While that trend continues for some, there is growing evidence that an increasing number of South Africans are choosing to return.
According to Richard Malyon, chief executive officer of Fine & Country South Africa, property professionals, recruiters and wealth advisers are reporting heightened interest from expatriates looking to buy homes, relocate their families or retire in South Africa.
"Although there is no single dataset that measures the trend nationally, the movement is becoming increasingly visible across the residential property market," he said.
One of the biggest drivers behind the return is purchasing power, according to global mobility provider Sable International.
Fine & Country South Africa notes that South Africans who have spent years earning salaries in British pounds, euros or US dollars often return home with significantly greater buying power than those earning in local currency.
Through accumulated savings, investments and foreign pensions, many can afford luxury homes that would be considerably more expensive in the countries where they previously lived.
For retirees in particular, Malyon said South Africa offers the opportunity to enjoy a high standard of living at a lower overall cost.
Financial considerations tell only part of the story.
Malyon said many returning South Africans cite family, lifestyle and quality of life as equally important reasons for coming home. Being closer to parents and grandchildren, enjoying South Africa's climate, outdoor lifestyle and strong sense of community often outweigh purely economic considerations.
According to Fine & Country South Africa, the renewed interest from returning expatriates is creating additional demand in established lifestyle estates and premium suburbs.
These buyers are typically financially secure and are looking for long-term family homes rather than short-term investment opportunities.

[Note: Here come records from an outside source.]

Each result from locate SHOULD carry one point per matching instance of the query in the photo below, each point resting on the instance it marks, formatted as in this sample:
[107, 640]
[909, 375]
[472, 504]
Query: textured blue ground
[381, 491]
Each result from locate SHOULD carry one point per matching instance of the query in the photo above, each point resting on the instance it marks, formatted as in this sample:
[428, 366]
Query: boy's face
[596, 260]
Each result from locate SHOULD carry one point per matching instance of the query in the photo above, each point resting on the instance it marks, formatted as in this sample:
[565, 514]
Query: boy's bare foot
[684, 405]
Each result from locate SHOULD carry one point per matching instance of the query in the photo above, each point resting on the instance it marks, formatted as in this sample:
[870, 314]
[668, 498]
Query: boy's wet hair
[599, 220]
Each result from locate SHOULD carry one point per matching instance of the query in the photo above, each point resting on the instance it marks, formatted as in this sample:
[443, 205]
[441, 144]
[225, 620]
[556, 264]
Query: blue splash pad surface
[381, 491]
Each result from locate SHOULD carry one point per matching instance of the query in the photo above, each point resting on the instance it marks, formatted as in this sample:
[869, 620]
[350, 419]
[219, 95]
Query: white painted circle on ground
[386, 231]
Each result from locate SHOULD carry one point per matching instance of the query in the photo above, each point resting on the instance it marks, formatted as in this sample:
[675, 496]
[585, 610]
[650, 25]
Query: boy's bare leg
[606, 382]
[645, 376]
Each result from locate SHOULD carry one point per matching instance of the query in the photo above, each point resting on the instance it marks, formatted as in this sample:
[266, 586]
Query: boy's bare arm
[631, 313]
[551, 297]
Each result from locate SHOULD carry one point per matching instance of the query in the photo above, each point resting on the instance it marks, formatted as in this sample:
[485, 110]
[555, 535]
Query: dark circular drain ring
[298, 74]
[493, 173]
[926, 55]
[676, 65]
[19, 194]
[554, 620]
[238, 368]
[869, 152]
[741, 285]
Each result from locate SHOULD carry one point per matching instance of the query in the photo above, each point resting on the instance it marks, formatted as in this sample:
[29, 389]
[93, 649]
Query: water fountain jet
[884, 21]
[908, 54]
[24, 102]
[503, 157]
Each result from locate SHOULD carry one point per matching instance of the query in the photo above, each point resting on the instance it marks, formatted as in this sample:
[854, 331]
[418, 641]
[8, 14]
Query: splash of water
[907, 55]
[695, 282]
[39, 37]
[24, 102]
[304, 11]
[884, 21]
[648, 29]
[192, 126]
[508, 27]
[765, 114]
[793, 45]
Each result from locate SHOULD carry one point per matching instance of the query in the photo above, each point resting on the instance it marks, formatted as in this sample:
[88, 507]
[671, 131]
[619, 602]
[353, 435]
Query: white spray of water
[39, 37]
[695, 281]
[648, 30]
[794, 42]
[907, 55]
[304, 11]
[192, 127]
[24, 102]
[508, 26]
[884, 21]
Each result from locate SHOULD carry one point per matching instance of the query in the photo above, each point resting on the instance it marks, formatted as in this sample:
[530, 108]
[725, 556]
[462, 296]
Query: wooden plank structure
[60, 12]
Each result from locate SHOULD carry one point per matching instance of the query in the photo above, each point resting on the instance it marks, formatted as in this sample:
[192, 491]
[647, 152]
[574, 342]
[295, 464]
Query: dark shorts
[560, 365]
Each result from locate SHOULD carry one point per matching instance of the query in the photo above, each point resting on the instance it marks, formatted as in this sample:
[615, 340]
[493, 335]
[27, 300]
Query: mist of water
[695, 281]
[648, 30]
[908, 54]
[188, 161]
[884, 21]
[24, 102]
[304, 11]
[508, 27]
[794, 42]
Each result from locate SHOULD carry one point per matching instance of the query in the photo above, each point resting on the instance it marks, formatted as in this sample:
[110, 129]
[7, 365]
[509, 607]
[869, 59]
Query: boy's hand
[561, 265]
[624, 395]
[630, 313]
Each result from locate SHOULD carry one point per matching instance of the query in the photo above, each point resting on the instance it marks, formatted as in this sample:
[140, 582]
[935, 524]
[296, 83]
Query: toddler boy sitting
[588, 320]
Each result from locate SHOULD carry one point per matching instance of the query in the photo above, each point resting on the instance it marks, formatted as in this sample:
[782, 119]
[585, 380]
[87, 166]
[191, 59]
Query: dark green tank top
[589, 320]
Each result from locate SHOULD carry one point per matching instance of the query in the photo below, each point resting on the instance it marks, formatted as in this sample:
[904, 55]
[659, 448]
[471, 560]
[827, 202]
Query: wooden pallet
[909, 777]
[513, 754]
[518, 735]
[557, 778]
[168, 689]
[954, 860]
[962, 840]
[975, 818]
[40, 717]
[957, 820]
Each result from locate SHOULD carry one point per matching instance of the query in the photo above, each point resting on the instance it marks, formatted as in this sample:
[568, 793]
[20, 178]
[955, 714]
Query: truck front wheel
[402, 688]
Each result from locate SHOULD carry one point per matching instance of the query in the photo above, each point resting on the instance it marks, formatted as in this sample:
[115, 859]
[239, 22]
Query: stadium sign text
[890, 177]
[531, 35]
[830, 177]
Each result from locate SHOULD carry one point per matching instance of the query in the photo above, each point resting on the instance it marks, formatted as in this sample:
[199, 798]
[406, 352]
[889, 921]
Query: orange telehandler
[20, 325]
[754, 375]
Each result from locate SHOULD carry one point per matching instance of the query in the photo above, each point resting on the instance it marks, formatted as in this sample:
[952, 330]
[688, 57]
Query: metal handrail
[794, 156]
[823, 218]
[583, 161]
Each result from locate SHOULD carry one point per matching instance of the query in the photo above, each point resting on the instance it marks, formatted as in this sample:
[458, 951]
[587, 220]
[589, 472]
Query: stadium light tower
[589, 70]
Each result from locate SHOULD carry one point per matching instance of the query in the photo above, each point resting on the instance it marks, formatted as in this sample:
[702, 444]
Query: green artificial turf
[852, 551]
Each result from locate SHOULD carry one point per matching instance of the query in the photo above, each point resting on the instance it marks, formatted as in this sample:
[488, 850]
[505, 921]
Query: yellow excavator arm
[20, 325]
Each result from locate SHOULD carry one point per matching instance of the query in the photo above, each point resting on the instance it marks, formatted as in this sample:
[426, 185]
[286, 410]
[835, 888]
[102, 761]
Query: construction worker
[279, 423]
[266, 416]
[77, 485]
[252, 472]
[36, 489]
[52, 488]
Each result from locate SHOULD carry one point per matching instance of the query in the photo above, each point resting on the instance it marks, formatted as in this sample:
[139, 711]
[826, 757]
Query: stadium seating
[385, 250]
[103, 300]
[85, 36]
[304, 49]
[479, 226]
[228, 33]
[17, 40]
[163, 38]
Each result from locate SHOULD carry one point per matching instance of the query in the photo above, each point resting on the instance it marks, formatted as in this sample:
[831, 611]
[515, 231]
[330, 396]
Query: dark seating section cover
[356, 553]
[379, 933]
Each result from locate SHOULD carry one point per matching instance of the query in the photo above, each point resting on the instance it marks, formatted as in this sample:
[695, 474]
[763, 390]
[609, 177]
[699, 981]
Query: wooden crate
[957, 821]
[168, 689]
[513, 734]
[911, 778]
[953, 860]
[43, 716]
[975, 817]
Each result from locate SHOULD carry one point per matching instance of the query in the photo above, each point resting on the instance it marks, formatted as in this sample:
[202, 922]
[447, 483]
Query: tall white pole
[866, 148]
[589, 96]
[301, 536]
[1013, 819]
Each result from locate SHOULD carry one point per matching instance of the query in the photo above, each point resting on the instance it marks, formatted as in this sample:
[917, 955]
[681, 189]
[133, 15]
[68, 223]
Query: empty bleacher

"For our luxury property advisers operating in the premium market, this represents an opportunity to reconnect with South Africans abroad who are considering their next chapter," Malyon said.
Malyon acknowledged that South Africa continues to face challenges, including infrastructure constraints, crime and economic pressures.
However, he believes that many expatriates are reassessing their priorities.
"The opportunity to enjoy a world-class lifestyle, remain close to family and maximise the value of foreign-earned wealth is encouraging more South Africans to reconsider where they want to build the next stage of their lives.
"While reverse emigration is unlikely to replace traditional emigration altogether, it is becoming an increasingly important trend that is reshaping both the country's property market and the way many South Africans think about coming home."
The trend is also benefiting Johannesburg's high-end property market.
Conveniently located near Sandton's financial district, major transport routes and Johannesburg's key airports, Hyde Park and Sandhurst continue to demonstrate remarkable resilience and sustained demand at the upper end of the residential market.
According to recent Lightstone data, both suburbs have recorded some of their strongest sales activity in the past decade.
Dr Andrew Golding, chief executive of the Pam Golding Property group, said Hyde Park recorded its highest number of freehold and sectional title sales in 2024, while 2025 delivered the second-highest number of sectional title transactions over the same period. Momentum has continued into 2026, with 58 sales already registered.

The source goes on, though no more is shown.